Snow Brand Altered Butter Expiry Dates

Reviewed By Hitoshi URABE

"Snow Brand altered butter expiry dates"
Japan Times, February 24, 2002

Related Article:
Snow Brand Food to liquidate"
CNN, February 22, 2002

Snow Brand has done it again. Although the company explains that attaching a new expiry date to the produce following a specified procedure is perfectly legal, and the health authorities concur, the incident was revealed at the worst moment, when the whole Snow Brand group was viewed with suspicion not only by the law enforcement arm but also by the general public.

Only a few days ago, it was announced that the Snow Brand Food Products would be dissolved shortly, by its parent Snow Brand Milk Products. It is almost strange that the executives of the company had even for a moment dreamed of the possibility of rehabilitating the company, after all those wrong doings that became public in the past couple of months.

It is apparent that the people involved were obsessed with the notion that the company is of the utmost importance, taking precedence over society and law. The attitude is, however, more or less shared by many corporate workers and executives in Japan. You belong to a company instead of work for a company. The company, and the fellow workers are considered as a clan, rather than an objective oriented group of people bound with contractual arrangements. They begin to feel as though you would be worthless as a person if you lose your position in the company, and a distorted sense of loyalty creeps into them. This is a sentiment which had been pointed out as a remote cause for many of the corporate crimes in the past, though to be sure, it would rarely go so far as to commit a serious crime.

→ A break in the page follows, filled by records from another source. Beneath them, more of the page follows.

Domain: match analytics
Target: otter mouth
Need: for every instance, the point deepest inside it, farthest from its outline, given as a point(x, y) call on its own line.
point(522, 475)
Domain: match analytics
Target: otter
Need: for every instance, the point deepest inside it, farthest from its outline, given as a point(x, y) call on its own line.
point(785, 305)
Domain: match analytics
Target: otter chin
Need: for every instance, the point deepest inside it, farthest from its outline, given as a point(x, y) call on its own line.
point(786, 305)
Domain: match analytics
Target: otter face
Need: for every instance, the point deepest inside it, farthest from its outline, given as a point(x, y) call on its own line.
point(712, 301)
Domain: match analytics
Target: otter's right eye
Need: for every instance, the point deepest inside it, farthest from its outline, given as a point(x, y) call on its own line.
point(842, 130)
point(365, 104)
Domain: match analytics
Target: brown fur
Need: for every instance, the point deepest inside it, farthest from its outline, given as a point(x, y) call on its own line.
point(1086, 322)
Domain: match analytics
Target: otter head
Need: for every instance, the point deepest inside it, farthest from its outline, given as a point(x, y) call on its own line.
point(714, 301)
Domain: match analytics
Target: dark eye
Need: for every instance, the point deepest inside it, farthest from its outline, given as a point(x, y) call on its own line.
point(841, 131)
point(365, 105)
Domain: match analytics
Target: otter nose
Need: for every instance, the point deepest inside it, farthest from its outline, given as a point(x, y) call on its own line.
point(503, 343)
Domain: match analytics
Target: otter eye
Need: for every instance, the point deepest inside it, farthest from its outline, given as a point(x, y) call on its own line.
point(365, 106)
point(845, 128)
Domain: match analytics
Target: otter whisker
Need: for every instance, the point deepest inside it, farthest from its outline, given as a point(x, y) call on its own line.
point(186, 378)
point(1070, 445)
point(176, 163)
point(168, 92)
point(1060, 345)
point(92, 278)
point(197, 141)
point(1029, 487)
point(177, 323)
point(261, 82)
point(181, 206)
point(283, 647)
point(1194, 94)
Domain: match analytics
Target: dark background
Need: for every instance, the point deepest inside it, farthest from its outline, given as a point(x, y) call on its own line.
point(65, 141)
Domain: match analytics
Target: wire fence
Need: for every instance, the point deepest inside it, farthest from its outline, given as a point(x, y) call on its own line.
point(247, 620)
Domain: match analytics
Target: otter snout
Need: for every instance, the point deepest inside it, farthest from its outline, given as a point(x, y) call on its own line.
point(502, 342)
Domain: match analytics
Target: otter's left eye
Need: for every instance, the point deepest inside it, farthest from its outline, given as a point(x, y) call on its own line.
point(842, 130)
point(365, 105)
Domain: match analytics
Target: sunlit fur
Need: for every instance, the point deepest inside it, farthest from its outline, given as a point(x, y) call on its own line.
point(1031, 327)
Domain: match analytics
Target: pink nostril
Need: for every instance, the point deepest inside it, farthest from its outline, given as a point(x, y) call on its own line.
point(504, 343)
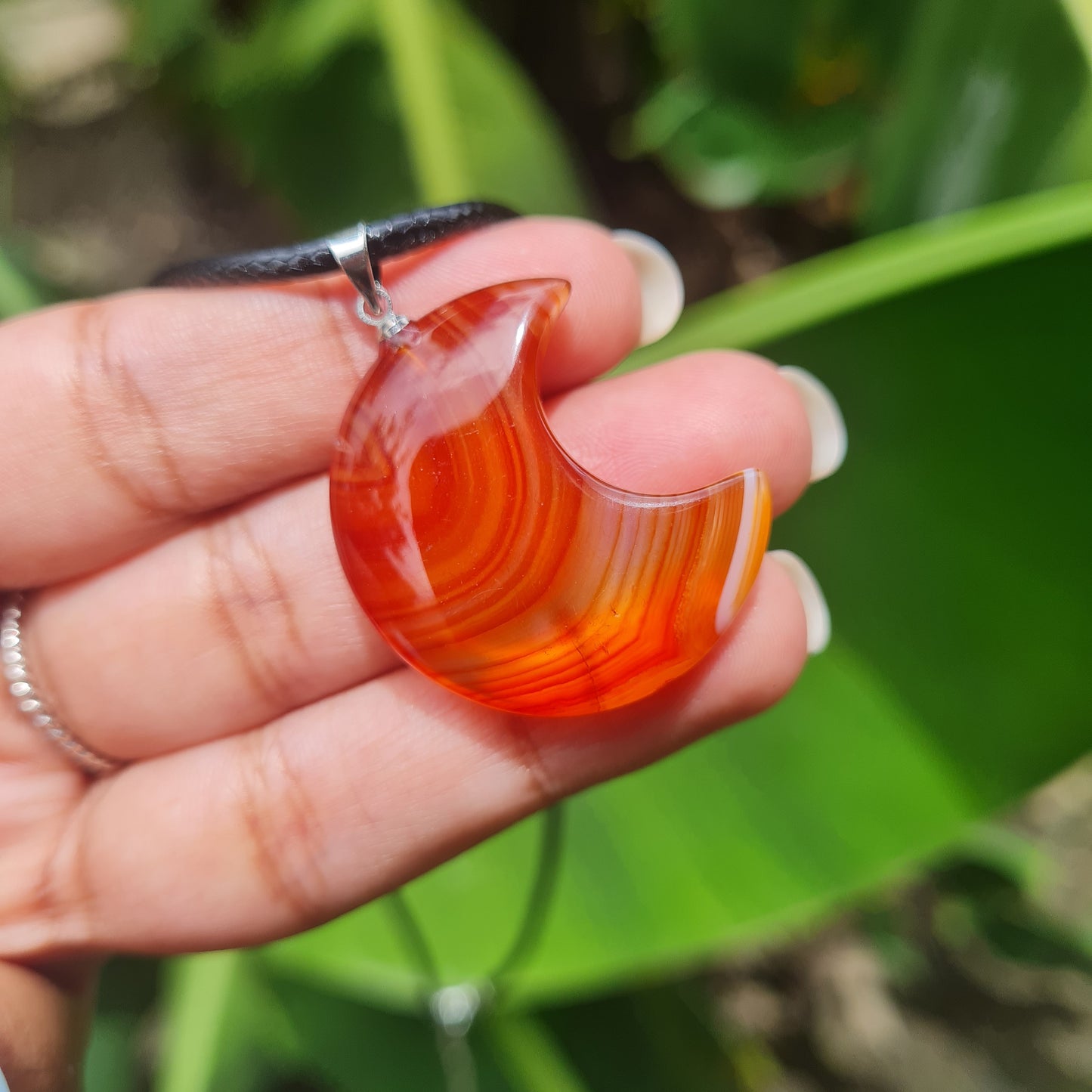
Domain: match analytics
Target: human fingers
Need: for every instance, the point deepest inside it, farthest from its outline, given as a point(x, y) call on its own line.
point(127, 417)
point(257, 836)
point(240, 620)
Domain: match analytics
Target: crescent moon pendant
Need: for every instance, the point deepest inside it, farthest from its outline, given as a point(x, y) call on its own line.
point(496, 565)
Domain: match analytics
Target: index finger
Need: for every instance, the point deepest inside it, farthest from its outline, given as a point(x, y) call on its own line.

The mood is changing, they say, among younger generation. Many youngsters coming to working age choose not to be employed full time by companies and prefer to be part time workers. They say they would not feel comfortable to subscribe to a corporate culture. A Japanese jargon created from English, "freeter" ('permanent part-timer') appropriately expresses this phenomenon. To what extent, though, the young people really dislike a full time job needs to be scrutinized. As many freeters are reported to be such not by choice, but simply because they cannot find jobs. It might be a phenomenon only to show the grave situation of Japanese labor market, a reflection of the depressed economy.